Noto a tutti come "Cio", è venuto a mancare ieri. Il suo nome è legato a due realtà del calcio locale: il FC Malcantone e il FC Lugano
Noto a tutti come "Cio", è venuto a mancare ieri. Il suo nome è legato a due realtà del calcio locale: il FC Malcantone e il FC Lugano
LUGANO - Giornata di lutto per calcio ticinese che piange la scomparsa di Roberto Monti. Conosciuto da tutti come “Cio”, venuto a mancare ieri all’età di 75 anni. Figura molto presente sui campi del Cantone per gran parte della sua vita, era un volto noto sia tra gli addetti ai lavori sia tra i tifosi, come riportato anche dal Corriere del Ticino.
Monti ha legato il suo nome soprattutto a due realtà del calcio locale: il FC Malcantone e il FC Lugano. Dirigente esperto e grande appassionato, ha ricoperto un ruolo centrale soprattutto nel Malcantone, di cui è stato presidente in una fase di crescita significativa per la società.

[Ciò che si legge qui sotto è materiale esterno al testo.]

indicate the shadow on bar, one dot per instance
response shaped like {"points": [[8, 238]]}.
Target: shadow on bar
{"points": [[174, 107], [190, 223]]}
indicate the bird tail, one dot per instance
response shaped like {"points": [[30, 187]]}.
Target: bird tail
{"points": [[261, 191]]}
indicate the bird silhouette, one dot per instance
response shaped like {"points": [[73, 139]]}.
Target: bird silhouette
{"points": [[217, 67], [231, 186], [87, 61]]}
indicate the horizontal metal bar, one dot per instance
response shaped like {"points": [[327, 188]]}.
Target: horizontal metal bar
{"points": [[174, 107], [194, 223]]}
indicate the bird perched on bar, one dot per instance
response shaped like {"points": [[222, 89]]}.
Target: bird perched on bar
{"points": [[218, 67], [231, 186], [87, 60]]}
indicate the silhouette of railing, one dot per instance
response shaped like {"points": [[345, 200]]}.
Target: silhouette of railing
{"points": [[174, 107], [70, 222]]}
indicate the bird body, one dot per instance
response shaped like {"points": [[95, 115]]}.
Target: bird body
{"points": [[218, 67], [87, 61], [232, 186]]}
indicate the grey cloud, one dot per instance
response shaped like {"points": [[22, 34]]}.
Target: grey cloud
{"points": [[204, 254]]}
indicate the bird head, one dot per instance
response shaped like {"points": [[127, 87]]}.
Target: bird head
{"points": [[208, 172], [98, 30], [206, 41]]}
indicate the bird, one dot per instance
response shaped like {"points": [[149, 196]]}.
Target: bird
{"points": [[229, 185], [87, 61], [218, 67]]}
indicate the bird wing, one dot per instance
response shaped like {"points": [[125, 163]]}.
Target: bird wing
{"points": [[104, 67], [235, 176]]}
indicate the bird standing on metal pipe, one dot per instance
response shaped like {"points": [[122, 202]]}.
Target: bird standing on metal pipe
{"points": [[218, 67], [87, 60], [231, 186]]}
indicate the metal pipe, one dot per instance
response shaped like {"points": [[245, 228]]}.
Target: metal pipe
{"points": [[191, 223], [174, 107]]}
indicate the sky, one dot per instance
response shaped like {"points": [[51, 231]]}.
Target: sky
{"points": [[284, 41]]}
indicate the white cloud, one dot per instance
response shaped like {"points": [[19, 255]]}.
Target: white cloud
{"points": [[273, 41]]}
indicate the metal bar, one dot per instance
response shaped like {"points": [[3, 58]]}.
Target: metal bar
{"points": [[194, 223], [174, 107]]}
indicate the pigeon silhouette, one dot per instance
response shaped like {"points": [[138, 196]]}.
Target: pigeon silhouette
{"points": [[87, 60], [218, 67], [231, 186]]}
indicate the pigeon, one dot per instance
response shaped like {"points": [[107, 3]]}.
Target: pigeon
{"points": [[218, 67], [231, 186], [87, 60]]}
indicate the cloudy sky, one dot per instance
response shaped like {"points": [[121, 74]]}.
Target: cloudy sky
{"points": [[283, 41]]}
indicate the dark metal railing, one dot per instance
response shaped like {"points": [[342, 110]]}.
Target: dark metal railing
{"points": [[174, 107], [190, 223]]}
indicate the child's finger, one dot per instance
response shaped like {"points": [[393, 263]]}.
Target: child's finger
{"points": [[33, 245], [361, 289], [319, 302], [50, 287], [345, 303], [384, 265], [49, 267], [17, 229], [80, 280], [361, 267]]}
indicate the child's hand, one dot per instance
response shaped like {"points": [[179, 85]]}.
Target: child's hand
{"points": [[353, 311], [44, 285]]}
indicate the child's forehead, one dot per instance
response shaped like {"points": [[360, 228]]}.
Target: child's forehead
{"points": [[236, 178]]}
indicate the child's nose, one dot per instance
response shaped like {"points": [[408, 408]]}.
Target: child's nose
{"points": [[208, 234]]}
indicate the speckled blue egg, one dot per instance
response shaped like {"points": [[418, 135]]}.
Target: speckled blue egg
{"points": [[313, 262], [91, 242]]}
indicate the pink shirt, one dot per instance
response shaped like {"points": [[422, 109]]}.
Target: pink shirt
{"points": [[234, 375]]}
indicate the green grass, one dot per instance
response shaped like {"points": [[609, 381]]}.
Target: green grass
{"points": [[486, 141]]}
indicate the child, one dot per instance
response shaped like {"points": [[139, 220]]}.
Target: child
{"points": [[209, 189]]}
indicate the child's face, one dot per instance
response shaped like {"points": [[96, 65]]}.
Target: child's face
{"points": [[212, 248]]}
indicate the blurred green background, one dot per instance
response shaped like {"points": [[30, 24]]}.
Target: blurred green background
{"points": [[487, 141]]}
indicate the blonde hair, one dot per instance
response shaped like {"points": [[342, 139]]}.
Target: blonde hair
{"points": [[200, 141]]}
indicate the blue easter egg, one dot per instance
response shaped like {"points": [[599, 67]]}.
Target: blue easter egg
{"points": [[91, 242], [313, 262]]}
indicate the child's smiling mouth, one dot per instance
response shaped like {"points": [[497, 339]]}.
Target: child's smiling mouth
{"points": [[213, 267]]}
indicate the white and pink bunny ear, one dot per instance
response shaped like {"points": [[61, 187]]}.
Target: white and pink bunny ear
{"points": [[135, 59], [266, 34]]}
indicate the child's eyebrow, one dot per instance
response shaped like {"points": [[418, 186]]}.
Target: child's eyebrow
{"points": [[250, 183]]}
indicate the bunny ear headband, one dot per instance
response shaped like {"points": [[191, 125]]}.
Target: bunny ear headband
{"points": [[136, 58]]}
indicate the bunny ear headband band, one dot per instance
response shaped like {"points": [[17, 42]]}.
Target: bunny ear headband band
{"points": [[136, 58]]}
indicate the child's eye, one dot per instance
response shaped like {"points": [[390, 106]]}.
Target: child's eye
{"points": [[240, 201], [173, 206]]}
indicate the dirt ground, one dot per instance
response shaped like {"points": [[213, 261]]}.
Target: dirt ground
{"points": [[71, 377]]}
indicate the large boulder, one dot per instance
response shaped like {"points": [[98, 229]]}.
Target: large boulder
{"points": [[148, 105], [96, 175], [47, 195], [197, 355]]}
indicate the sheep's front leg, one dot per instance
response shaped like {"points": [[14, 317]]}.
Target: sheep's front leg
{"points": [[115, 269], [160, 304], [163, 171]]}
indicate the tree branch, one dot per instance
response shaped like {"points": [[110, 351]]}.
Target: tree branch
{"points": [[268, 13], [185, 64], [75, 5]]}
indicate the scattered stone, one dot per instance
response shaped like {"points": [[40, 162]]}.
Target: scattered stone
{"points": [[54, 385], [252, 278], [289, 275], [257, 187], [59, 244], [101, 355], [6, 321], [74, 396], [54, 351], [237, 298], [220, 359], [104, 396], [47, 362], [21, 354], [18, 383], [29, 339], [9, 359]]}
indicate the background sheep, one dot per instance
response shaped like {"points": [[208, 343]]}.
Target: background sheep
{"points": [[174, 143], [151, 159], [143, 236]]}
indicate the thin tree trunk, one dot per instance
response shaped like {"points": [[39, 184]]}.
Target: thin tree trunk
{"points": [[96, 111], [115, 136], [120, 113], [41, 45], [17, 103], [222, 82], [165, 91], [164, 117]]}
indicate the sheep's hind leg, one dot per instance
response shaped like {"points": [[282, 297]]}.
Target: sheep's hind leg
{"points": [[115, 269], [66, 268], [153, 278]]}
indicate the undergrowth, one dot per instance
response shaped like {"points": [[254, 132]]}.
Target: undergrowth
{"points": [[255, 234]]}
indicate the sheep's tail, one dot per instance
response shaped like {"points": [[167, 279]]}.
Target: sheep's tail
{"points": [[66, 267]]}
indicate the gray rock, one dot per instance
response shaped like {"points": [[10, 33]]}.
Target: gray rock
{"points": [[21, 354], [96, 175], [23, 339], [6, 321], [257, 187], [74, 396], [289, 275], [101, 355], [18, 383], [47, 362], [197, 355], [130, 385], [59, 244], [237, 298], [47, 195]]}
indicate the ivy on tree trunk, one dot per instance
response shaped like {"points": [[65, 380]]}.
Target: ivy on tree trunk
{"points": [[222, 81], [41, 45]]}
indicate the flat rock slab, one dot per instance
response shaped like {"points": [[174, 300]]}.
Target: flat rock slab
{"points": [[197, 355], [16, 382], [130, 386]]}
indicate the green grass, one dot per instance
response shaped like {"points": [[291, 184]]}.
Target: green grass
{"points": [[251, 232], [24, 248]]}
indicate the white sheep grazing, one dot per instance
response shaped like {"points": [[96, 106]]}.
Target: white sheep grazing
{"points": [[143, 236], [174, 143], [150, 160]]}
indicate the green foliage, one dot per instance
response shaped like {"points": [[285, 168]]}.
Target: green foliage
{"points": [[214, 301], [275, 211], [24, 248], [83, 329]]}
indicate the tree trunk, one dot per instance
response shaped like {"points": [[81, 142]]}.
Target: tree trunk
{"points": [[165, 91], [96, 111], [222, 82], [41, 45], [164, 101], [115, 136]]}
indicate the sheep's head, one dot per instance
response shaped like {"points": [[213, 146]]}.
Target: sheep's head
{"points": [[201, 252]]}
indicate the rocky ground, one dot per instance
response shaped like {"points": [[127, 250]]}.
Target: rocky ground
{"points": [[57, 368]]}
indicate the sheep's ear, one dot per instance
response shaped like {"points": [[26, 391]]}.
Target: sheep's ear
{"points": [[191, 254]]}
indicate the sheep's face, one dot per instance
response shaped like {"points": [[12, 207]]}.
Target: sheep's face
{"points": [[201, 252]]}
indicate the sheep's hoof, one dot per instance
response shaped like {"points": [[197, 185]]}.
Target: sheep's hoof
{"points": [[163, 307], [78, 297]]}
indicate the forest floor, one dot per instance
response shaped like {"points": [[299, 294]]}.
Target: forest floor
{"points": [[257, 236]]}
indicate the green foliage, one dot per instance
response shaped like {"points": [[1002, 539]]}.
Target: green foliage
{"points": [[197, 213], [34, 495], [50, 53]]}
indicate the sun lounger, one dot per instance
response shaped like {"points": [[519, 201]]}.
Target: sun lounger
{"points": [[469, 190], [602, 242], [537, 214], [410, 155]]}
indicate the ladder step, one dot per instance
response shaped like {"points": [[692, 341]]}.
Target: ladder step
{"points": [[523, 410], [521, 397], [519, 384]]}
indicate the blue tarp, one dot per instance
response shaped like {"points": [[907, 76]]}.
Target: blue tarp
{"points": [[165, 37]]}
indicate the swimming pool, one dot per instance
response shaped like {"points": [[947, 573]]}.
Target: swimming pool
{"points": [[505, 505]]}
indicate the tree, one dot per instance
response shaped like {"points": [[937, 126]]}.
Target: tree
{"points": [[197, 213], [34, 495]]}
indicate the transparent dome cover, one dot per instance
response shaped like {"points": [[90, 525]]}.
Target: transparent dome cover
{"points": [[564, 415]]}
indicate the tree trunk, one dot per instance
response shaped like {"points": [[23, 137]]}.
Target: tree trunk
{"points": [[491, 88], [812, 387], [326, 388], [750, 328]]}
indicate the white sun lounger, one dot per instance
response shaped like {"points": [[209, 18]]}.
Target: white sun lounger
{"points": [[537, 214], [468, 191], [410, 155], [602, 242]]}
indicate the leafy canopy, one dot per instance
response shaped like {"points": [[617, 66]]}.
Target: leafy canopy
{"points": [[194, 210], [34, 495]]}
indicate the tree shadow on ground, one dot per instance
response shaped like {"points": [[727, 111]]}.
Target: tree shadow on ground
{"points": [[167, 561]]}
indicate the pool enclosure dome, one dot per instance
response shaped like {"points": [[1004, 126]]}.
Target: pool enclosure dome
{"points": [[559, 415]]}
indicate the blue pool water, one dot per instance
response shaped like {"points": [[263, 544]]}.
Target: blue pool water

Nel corso della sua gestione ha collaborato con diversi dirigenti, contribuendo in modo diretto allo sviluppo del club. Chi lo ha conosciuto lo descrive come una persona schietta, molto presente e dal carattere deciso: severo quando serviva, ma anche capace di riconoscere il lavoro degli altri senza reticenze.
Lasciata la guida del Malcantone, Monti non si è allontanato dal calcio, concentrandosi invece sul suo forte legame con il Lugano, di cui era un sostenitore appassionato. Alla società bianconera ha continuato a garantire vicinanza e supporto costante, anche sul piano pratico.
La sua scomparsa lascia un vuoto nel calcio regionale, dove viene ricordato come una figura autentica, divisiva per alcuni ma sempre coerente con le proprie idee, e soprattutto profondamente legata a questo sport.